Even at what is recognized to be one of the most nationally accepting universities for LGBTQA folks, being queer is still hard.
Members of the Cynic staff span the spectrum of genders, sexualities and identities.
When many of us showed up to UVM, we were surprised not to feel as welcome and safe as we’d hoped.
We welcome and enthusiastically affirm all identities without question because so many of us have not found that affirmation elsewhere.
Members of our staff are asexual, lesbian, straight, gay, bisexual, transgender and non-binary. While UVM does a lot institutionally to support members of the queer community, it’s hard.
When textbooks, class discussions and certain professors seems to live only in a world of heterosexual relationships with cis-gendered people, we feel tired.
When roommates and lunchtime pals tell us that we aren’t asexual, just “picky” and that we “haven’t found the right person yet,” we feel tired.
When we are told that we are not bisexual, but “oversexualized” and “attention-seeking,” we feel tired.

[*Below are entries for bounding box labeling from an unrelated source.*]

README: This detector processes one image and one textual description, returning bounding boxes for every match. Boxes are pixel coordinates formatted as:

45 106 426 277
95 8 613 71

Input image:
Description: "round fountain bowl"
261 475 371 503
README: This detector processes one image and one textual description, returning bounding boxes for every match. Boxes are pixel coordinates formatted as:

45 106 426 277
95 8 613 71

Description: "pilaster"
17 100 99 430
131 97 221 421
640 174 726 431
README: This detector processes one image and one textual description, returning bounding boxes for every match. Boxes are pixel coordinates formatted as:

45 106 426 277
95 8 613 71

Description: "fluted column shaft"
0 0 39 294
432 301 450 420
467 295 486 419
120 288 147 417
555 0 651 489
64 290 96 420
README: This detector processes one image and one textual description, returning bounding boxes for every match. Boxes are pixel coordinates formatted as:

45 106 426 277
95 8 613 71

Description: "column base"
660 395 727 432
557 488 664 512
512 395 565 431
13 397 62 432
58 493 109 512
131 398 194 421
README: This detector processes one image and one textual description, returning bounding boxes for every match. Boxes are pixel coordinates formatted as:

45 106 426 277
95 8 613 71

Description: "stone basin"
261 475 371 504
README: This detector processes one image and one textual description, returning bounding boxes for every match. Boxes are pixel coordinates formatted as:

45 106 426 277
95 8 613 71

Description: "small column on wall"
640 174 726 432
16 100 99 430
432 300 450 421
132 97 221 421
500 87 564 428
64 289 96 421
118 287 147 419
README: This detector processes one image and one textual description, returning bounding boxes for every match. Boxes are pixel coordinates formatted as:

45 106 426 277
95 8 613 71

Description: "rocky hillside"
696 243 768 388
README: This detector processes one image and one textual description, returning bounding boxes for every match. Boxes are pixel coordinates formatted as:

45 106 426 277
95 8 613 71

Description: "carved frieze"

When we overhear people on campus saying, “Everyone is transgender now; it’s a UVM thing,” we feel tired and angry and sad.
But we are hopeful. And we are lucky.
Though it is painful, we are lucky to be in a community with people who are not like us.
We are lucky to be living and learning in a community that is trying to do better for its queer members.
We are lucky to have a community that has a place like the LGBTQA Center. We are lucky to have a Center director like Kate Jerman who is humble enough to say the University is not doing enough to meet the needs of queer students of color.
To those of you who are queer on campus, who came to UVM because of its reputation for inclusivity and now feel confused and disappointed, we affirm and support you.
The frustration and exhaustion and sadness that you feel is real. Some of us have felt it, too. Know that you are not alone. If you are seeking a space to feel welcomed and affirmed, the door of the Cynic office is open to you.